“the replicators”

(<< good title for a horror movie!)

chapter 2 of “The Selfish Gene” — all about how (we imagine that) genes, i.e. replicators, first got going in the primordial soup (or wherever). good stuff! (of course, we humans — meaning craig venter — are now making replicators from scratch! cool.)

but, i really liked this. something on which to meditate [pg. 12]:

“Darwin’s ‘survival of the fittest’ is really a special case of a more general law of survival of the stable. The universe is populated by stable things. A stable thing is a collection of atoms that is permanent enough or common enough to deserve a name. It may be a uniqe collection of atoms, such as the Matterhorn, that lasts long enough to be worth naming. Or it may be a class of entities, such a rain drops, that come into existence at a sufficiently high rate to deserve a collective name, even if any one of them is short-lived. The things that we see around us, and which we think of as needing explanation — rocks, galaxies, ocean waves — are all, to a greater or lesser extent, stable patterns of atoms.”

“survival of the fittest” just a subset of “survival of the stable.” neat!

previously: “the selfish gene”

(note: comments do not require an email. eeek! replicators!)

ever decreasing circles

ok. so here’s how i picture the levels (if that’s the right|best word) in which the battle(s) for replication takes place wherein the players (genes, individuals, clans, whatever) compete against each other as well as co-operate (for their own benefit, of course — none of the players gives anything away for free). when a player does help out another altruistically, it’s very often a situation where inclusive fitness is in play.

the flipside of altruism is a whole collection of acts from simply growing more roots to soak up more of the water and other nutrients in the soil before your unrelated neighboring plants do, to out-and-out killing and war.

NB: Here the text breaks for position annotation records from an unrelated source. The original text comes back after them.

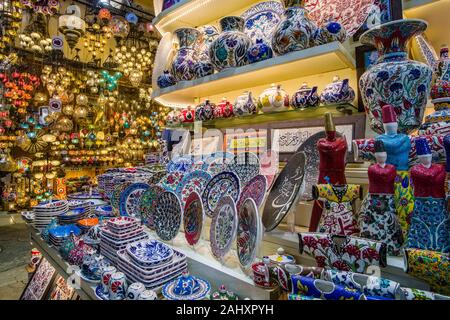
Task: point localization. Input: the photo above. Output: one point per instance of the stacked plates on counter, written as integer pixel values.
(45, 211)
(151, 262)
(118, 233)
(72, 216)
(58, 235)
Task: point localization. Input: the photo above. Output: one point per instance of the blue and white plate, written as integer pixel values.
(223, 184)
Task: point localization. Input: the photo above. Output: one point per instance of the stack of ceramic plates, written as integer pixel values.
(104, 211)
(118, 233)
(151, 262)
(45, 211)
(58, 235)
(72, 216)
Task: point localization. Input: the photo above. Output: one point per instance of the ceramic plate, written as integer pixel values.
(167, 217)
(255, 189)
(147, 205)
(192, 181)
(246, 166)
(284, 191)
(170, 181)
(222, 184)
(249, 233)
(193, 218)
(351, 14)
(223, 227)
(262, 19)
(130, 199)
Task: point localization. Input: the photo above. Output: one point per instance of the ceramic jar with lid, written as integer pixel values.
(337, 92)
(224, 109)
(186, 57)
(205, 111)
(245, 104)
(259, 51)
(166, 80)
(230, 48)
(296, 31)
(273, 99)
(305, 97)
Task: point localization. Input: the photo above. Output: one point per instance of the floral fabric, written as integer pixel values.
(430, 226)
(378, 221)
(430, 266)
(404, 200)
(346, 253)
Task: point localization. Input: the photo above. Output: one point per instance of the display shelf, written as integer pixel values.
(316, 60)
(193, 13)
(86, 290)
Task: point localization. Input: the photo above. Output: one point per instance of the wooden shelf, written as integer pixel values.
(194, 13)
(316, 60)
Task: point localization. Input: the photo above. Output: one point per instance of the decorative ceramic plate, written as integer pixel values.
(351, 14)
(248, 232)
(255, 189)
(130, 199)
(193, 218)
(246, 166)
(223, 184)
(192, 181)
(149, 252)
(170, 181)
(223, 227)
(284, 191)
(167, 217)
(262, 19)
(147, 205)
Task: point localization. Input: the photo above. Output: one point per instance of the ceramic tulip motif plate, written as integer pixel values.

these levels (which have fuzzy borders) seem to me to be present in all the higher animals. i think they’re kinda different when you start to look at micro-organisms — bacteria and viruses (they’re not even organisms, are they?) and the like — but i’m not sure. there’s some weird, but extremely cool, sh*t going on there anyway!

so, like i said here, i don’t think everything comes down to genetics; but i do think that everything comes down to biology (or chemistry, or physics). not all of our behaviors have to do with competing to reproduce (i don’t think…), but a h*lluva lot do. most people most of the time are not consciously aware of why they do what they do. they give all sorts of other reasons for the things that they do (religious, philosophical, political, etc.) — but those are not the ultimate reasons for why they behave in whatever way that they do. and i’m really only interested in the ultimate reasons.

so, without further ado, here’s my little chart (don’t laugh — i s*ck at photoshop!):

yes, intergenomic conflict does, indeed, occur (my “genes” level up there). i’m guessing that conflict also occurs at the “things smaller than genes” level, but i’m not familiar with any examples. parent-offspring conflict (as most parents can testify to!) definitely occurs, as does conflict between siblings — these are on the “immediate family” level.

westerners might not be all that familiar with extended family conflicts since we don’t bother much with our extended families, but you just have to look at the middle east or asia or even just sicily to start understanding THAT level.

the rest of the levels are pretty self-explanatory, i think. we’ve seen the war between tribes in libya, for example; we know about the french vs. the germans in just about every significant war in europe eveh; the race “wars” are ongoing right here in the u.s.; and, if and when the little green men from mars turn up, humans might just pull together for the “good of the species.”

the natures of group-level conflicts (anything above individual) also depend upon the degree and type of inbreeding (or out-breeding) within the populations in question.

again, i’m not saying that conflicts on any of these levels is (easily) predictable — or guaranteed. most of the competition seems to be over resources of some sort or another (water, sunlight, land, gold, ivy league scholarships), so you’re not going to see conflict unless there is some sort of crisis over some sort of resource (that aids in reproduction).

but, when you do see conflict, it’s a safe bet that it’s got something to do with all this.